A three-time major champion in his prime, he honed his game with extra practices and brought more than a dozen family members with him to the course yesterday. But he harbored no visions of success. His other hip was sore. His belly bulged.

"I had a pretty good idea it was going to be one round and out," he said.

Starting on the back nine because of a 5 1/2 -hour rain delay, he triple-bogeyed his first two holes, then went par-bogey-par-bogey to reach No. 16, the famous par-3 where Masters are won and lost on Sundays. Casper pulled a 9-wood out and sent a ball soaring toward the green. It plopped in the water.

Moving to the drop area, he pulled out a 7-iron and hit another ball. It, too, plopped in the water.

Without changing clubs, Casper hit three more in the water in rapid succession as the crowd watched in silence, increasingly horrified.

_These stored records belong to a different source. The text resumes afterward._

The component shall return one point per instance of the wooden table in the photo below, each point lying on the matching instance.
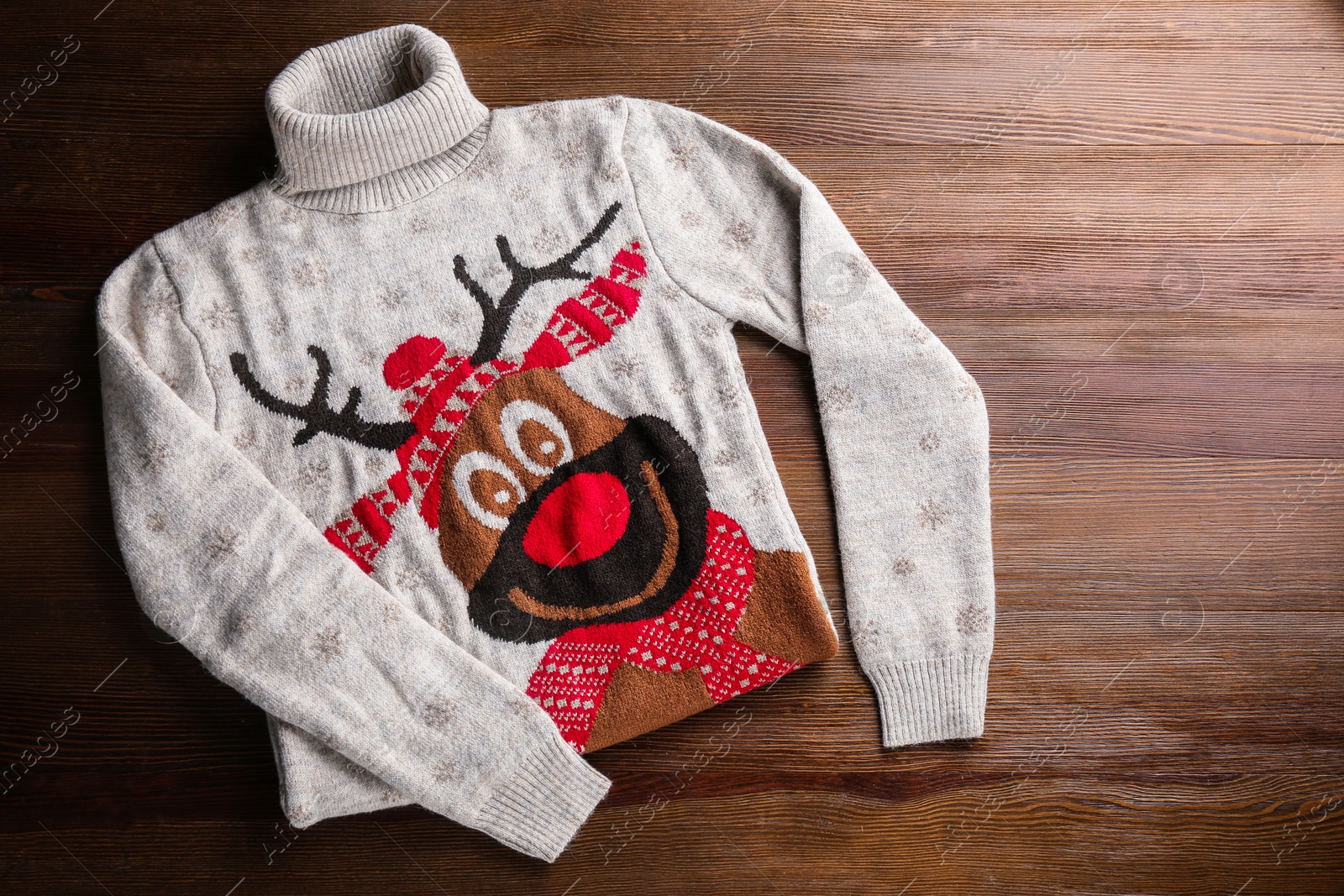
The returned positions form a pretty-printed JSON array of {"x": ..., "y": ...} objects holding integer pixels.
[{"x": 1126, "y": 219}]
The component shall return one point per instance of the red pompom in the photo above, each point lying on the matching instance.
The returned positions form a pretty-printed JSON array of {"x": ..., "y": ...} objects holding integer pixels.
[{"x": 412, "y": 360}]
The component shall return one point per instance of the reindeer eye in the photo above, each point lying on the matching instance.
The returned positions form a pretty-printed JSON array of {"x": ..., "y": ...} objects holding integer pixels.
[
  {"x": 535, "y": 437},
  {"x": 487, "y": 488}
]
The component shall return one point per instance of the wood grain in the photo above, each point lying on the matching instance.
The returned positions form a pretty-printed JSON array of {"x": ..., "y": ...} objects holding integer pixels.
[{"x": 1124, "y": 217}]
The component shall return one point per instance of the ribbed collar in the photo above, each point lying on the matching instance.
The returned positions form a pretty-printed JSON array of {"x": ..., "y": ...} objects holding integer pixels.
[{"x": 373, "y": 120}]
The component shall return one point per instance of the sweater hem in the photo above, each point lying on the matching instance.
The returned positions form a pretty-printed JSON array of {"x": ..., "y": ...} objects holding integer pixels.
[
  {"x": 927, "y": 700},
  {"x": 539, "y": 806}
]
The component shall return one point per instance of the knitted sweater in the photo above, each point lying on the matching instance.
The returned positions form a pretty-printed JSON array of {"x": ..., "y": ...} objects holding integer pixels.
[{"x": 438, "y": 449}]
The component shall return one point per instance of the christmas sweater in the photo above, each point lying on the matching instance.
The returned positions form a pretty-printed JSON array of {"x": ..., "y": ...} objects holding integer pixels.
[{"x": 437, "y": 446}]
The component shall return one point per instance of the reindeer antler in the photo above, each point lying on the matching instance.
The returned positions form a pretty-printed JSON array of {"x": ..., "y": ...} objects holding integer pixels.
[
  {"x": 318, "y": 412},
  {"x": 497, "y": 313}
]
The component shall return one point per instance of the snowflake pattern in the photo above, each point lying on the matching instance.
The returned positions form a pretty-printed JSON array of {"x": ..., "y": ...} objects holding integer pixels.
[
  {"x": 729, "y": 396},
  {"x": 391, "y": 297},
  {"x": 570, "y": 155},
  {"x": 932, "y": 513},
  {"x": 223, "y": 543},
  {"x": 312, "y": 473},
  {"x": 682, "y": 152},
  {"x": 410, "y": 579},
  {"x": 440, "y": 712},
  {"x": 816, "y": 312},
  {"x": 329, "y": 642},
  {"x": 360, "y": 772},
  {"x": 309, "y": 273},
  {"x": 759, "y": 493},
  {"x": 627, "y": 365},
  {"x": 864, "y": 634},
  {"x": 154, "y": 454},
  {"x": 739, "y": 235},
  {"x": 161, "y": 300},
  {"x": 972, "y": 618},
  {"x": 241, "y": 624},
  {"x": 835, "y": 398},
  {"x": 543, "y": 112},
  {"x": 219, "y": 315},
  {"x": 549, "y": 241},
  {"x": 917, "y": 332}
]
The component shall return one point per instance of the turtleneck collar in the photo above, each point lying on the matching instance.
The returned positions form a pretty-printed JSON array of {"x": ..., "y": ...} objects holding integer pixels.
[{"x": 374, "y": 120}]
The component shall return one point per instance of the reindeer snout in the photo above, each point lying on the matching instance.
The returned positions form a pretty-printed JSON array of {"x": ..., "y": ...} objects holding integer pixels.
[{"x": 578, "y": 521}]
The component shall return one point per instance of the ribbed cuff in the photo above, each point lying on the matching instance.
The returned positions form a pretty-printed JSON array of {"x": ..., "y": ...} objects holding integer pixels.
[
  {"x": 927, "y": 700},
  {"x": 542, "y": 804}
]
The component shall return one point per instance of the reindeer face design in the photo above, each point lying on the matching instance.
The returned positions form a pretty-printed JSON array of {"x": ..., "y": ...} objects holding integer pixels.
[
  {"x": 557, "y": 515},
  {"x": 566, "y": 523}
]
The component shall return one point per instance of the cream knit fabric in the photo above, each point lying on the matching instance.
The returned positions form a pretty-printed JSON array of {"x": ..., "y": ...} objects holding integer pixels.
[{"x": 437, "y": 448}]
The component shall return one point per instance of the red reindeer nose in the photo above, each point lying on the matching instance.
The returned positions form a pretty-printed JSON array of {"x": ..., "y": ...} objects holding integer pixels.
[{"x": 580, "y": 520}]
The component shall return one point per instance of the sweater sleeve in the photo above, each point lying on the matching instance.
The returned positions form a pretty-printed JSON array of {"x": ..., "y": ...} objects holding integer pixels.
[
  {"x": 741, "y": 230},
  {"x": 225, "y": 563}
]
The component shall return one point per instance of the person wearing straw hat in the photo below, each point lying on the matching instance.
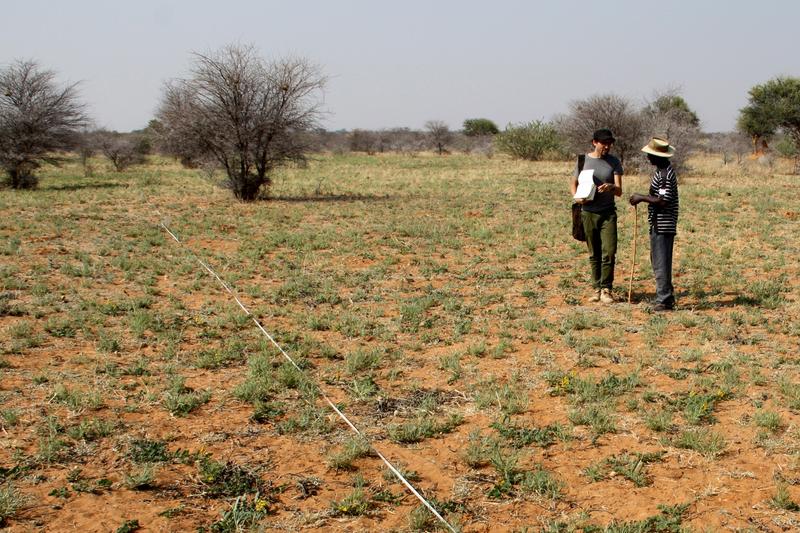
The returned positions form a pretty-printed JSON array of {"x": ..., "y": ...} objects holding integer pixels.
[
  {"x": 662, "y": 215},
  {"x": 599, "y": 215}
]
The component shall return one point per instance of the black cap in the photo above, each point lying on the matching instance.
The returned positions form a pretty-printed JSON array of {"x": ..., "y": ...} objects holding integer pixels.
[{"x": 603, "y": 135}]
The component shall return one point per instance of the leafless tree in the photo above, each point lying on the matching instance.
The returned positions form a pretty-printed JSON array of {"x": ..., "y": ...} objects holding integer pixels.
[
  {"x": 244, "y": 113},
  {"x": 122, "y": 149},
  {"x": 602, "y": 111},
  {"x": 668, "y": 116},
  {"x": 439, "y": 134},
  {"x": 363, "y": 141},
  {"x": 37, "y": 119}
]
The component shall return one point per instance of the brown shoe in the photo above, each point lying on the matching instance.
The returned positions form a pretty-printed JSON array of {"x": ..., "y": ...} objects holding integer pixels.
[{"x": 606, "y": 297}]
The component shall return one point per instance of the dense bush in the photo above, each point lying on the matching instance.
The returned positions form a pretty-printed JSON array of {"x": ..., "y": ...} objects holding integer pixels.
[
  {"x": 475, "y": 127},
  {"x": 531, "y": 141}
]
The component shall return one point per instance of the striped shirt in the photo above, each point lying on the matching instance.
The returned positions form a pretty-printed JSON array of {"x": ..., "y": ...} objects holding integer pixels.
[{"x": 664, "y": 185}]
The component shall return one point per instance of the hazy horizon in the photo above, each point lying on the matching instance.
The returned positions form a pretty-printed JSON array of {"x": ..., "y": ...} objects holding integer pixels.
[{"x": 401, "y": 65}]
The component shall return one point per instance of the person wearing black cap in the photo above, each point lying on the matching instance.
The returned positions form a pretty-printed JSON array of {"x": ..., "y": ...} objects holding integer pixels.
[{"x": 599, "y": 215}]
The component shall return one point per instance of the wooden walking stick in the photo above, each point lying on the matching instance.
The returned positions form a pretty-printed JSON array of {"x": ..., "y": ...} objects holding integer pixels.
[{"x": 633, "y": 259}]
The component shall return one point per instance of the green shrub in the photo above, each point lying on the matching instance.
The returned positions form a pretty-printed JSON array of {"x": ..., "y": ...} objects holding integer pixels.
[{"x": 531, "y": 141}]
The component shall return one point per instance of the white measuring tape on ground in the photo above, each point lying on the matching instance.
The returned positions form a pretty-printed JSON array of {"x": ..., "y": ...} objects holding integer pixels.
[{"x": 391, "y": 467}]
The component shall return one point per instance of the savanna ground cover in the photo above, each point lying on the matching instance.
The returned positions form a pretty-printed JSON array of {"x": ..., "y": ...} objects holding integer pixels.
[{"x": 441, "y": 303}]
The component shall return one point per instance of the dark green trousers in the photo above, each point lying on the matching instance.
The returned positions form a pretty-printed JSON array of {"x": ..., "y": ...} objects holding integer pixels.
[{"x": 601, "y": 239}]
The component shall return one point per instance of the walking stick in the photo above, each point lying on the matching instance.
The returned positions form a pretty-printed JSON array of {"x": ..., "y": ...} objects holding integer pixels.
[{"x": 633, "y": 259}]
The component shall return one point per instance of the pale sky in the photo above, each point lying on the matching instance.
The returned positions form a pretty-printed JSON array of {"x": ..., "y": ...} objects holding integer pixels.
[{"x": 401, "y": 63}]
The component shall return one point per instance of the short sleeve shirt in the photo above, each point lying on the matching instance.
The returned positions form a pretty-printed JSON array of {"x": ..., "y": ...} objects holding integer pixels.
[
  {"x": 604, "y": 170},
  {"x": 664, "y": 185}
]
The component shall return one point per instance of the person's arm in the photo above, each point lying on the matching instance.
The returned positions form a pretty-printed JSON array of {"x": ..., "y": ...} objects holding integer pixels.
[
  {"x": 637, "y": 198},
  {"x": 665, "y": 194},
  {"x": 615, "y": 187}
]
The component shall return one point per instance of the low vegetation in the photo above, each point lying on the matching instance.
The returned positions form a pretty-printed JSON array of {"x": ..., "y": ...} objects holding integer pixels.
[{"x": 440, "y": 304}]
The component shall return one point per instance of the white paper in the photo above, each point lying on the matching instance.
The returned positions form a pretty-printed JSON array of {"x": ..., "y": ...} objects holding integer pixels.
[{"x": 586, "y": 186}]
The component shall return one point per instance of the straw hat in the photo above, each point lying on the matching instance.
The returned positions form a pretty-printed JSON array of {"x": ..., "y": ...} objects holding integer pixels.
[{"x": 659, "y": 147}]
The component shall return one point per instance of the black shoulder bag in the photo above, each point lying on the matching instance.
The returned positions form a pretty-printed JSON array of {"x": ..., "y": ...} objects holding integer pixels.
[{"x": 577, "y": 223}]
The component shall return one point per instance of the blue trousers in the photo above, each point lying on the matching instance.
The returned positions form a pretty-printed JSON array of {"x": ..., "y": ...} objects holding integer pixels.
[{"x": 661, "y": 258}]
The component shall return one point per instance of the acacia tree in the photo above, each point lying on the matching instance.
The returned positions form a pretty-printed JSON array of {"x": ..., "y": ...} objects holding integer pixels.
[
  {"x": 476, "y": 127},
  {"x": 602, "y": 111},
  {"x": 244, "y": 113},
  {"x": 531, "y": 141},
  {"x": 772, "y": 106},
  {"x": 440, "y": 134},
  {"x": 38, "y": 118},
  {"x": 670, "y": 117}
]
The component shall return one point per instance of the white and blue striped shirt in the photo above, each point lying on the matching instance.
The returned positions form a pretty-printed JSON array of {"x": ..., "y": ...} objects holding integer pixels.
[{"x": 664, "y": 185}]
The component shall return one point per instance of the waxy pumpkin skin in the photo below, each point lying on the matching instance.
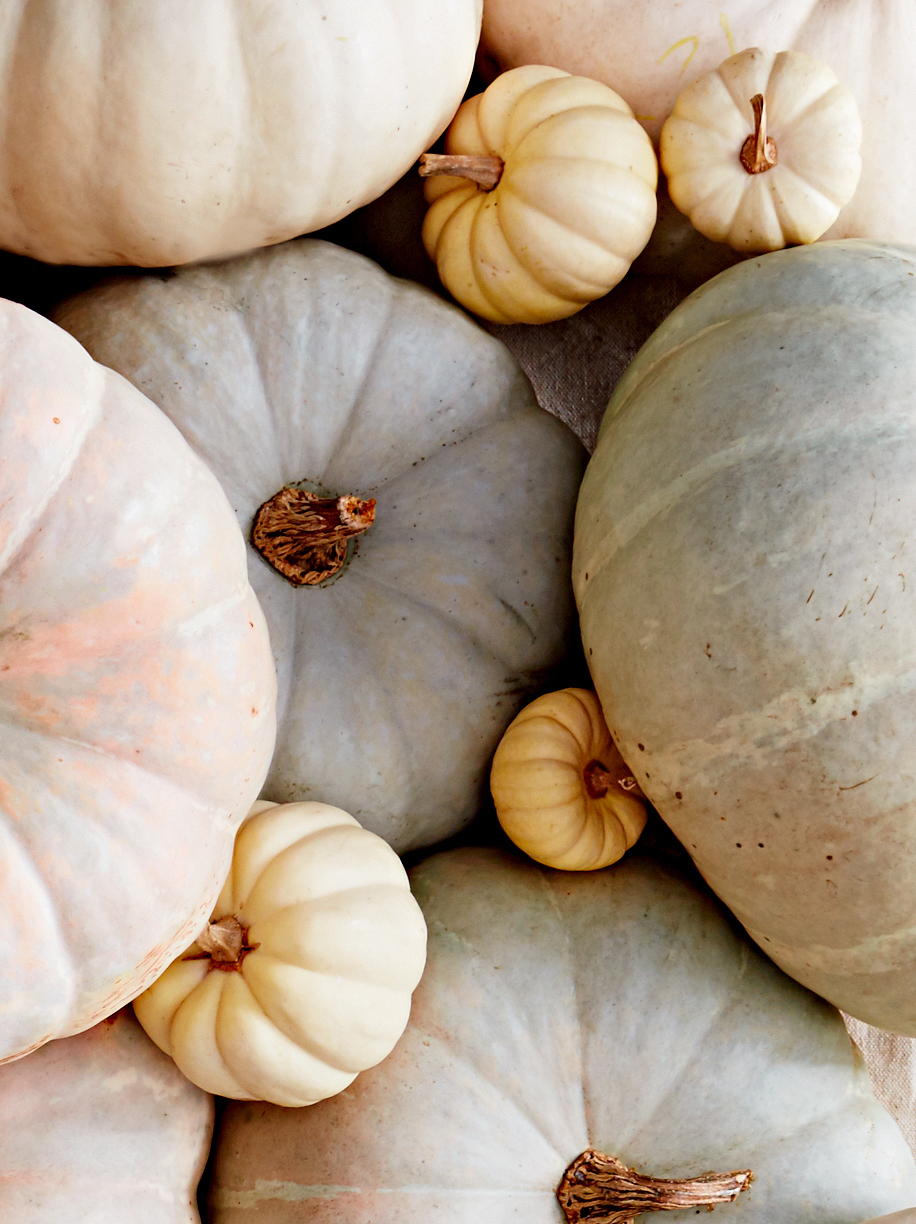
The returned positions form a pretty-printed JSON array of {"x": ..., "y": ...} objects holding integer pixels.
[
  {"x": 102, "y": 1129},
  {"x": 620, "y": 1009},
  {"x": 648, "y": 50},
  {"x": 173, "y": 131},
  {"x": 752, "y": 496},
  {"x": 137, "y": 693},
  {"x": 307, "y": 364}
]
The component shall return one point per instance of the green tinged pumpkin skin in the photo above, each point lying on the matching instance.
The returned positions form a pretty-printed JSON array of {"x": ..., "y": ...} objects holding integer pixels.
[
  {"x": 617, "y": 1009},
  {"x": 747, "y": 607}
]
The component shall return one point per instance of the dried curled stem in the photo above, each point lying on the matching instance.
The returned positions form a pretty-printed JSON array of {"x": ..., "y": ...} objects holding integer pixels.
[
  {"x": 479, "y": 168},
  {"x": 758, "y": 152},
  {"x": 304, "y": 536},
  {"x": 599, "y": 780},
  {"x": 225, "y": 943},
  {"x": 603, "y": 1190}
]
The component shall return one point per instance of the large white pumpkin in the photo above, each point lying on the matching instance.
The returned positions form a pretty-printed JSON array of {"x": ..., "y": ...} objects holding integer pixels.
[
  {"x": 136, "y": 687},
  {"x": 748, "y": 610},
  {"x": 305, "y": 364},
  {"x": 102, "y": 1129},
  {"x": 617, "y": 1010},
  {"x": 158, "y": 131},
  {"x": 648, "y": 50}
]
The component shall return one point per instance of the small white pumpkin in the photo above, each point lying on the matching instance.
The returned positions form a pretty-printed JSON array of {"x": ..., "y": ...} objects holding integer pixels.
[
  {"x": 563, "y": 203},
  {"x": 304, "y": 976},
  {"x": 615, "y": 1010},
  {"x": 170, "y": 131},
  {"x": 763, "y": 152}
]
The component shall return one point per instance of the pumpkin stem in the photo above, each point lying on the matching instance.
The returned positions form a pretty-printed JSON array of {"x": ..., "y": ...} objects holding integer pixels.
[
  {"x": 600, "y": 1190},
  {"x": 304, "y": 536},
  {"x": 599, "y": 780},
  {"x": 484, "y": 170},
  {"x": 758, "y": 152},
  {"x": 225, "y": 943}
]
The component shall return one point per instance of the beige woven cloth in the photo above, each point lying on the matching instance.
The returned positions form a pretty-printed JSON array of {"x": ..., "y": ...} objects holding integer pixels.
[{"x": 573, "y": 366}]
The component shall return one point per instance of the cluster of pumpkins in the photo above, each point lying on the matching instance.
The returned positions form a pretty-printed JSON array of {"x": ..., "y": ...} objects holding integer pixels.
[{"x": 285, "y": 558}]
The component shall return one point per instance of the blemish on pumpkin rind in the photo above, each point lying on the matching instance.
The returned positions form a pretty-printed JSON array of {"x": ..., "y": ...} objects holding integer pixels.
[{"x": 682, "y": 42}]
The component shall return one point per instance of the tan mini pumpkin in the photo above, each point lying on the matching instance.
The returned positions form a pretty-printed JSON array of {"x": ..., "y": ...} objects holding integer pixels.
[
  {"x": 304, "y": 976},
  {"x": 565, "y": 197},
  {"x": 562, "y": 791},
  {"x": 137, "y": 693},
  {"x": 763, "y": 152}
]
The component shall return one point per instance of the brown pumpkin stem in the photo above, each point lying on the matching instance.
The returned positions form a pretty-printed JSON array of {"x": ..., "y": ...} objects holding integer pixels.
[
  {"x": 599, "y": 780},
  {"x": 758, "y": 152},
  {"x": 484, "y": 170},
  {"x": 225, "y": 943},
  {"x": 304, "y": 536},
  {"x": 603, "y": 1190}
]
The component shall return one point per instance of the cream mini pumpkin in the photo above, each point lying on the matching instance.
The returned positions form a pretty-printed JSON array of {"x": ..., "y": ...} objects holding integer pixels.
[
  {"x": 650, "y": 50},
  {"x": 562, "y": 792},
  {"x": 752, "y": 496},
  {"x": 303, "y": 977},
  {"x": 616, "y": 1010},
  {"x": 568, "y": 203},
  {"x": 102, "y": 1129},
  {"x": 763, "y": 152},
  {"x": 137, "y": 693},
  {"x": 304, "y": 371},
  {"x": 174, "y": 131}
]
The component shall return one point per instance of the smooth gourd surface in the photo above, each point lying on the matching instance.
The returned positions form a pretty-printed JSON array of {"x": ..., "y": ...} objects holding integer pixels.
[
  {"x": 574, "y": 203},
  {"x": 649, "y": 50},
  {"x": 307, "y": 364},
  {"x": 333, "y": 945},
  {"x": 102, "y": 1129},
  {"x": 169, "y": 131},
  {"x": 617, "y": 1009},
  {"x": 748, "y": 611},
  {"x": 137, "y": 693}
]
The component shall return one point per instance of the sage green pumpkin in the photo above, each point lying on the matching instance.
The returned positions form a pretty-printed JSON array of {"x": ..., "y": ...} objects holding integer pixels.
[
  {"x": 307, "y": 365},
  {"x": 559, "y": 1010},
  {"x": 748, "y": 610}
]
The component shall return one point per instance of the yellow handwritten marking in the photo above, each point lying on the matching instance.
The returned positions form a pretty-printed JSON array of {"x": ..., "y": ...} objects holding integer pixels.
[{"x": 681, "y": 42}]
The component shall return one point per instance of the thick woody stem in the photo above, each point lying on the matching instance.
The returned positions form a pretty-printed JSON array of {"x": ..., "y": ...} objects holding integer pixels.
[
  {"x": 758, "y": 152},
  {"x": 224, "y": 943},
  {"x": 484, "y": 170},
  {"x": 304, "y": 536},
  {"x": 599, "y": 780},
  {"x": 600, "y": 1189}
]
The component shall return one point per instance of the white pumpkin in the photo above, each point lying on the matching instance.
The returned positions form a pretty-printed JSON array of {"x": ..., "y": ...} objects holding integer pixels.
[
  {"x": 616, "y": 1010},
  {"x": 561, "y": 790},
  {"x": 137, "y": 693},
  {"x": 747, "y": 610},
  {"x": 306, "y": 365},
  {"x": 570, "y": 202},
  {"x": 763, "y": 152},
  {"x": 649, "y": 50},
  {"x": 303, "y": 977},
  {"x": 170, "y": 131},
  {"x": 101, "y": 1129}
]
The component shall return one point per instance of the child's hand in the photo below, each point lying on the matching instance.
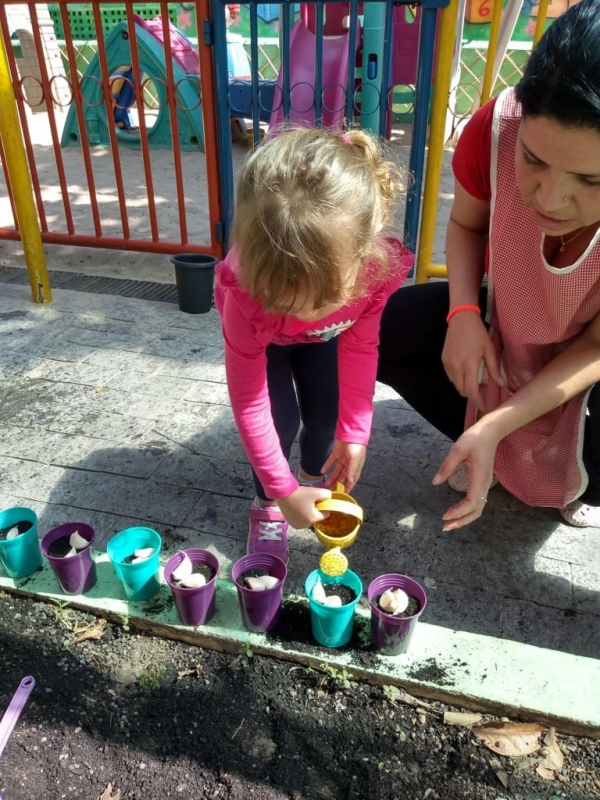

"It got to be a challenge. I was bound and determined to get one up there," Casper said.

Grudgingly, he switched to a 6-iron and landed a ball on the green on his first try. The crowd applauded. When Casper putted out, he turned to one of his playing partners, Charles Coody, the 1971 Masters winner.

"What's that [total score], Charlie?" Casper asked.

Coody refused to tell him, so Casper asked his other playing partner, Tommy Aaron, the 1973 champion.

"That's a 14, Billy," Aaron said.

After the front-nine 57, tournament scorekeepers pulled his tally from the boards around the course. Casper played on. Shooting your age is normally a feat, but he reached 73 with six holes to go.

His gait noticeably slowing, he teed off on his next-to-last hole and trudged down the fairway.

"Just a couple more, pop," one of his grandchildren shouted.

"A couple more what?" Casper replied, playing to the crowd.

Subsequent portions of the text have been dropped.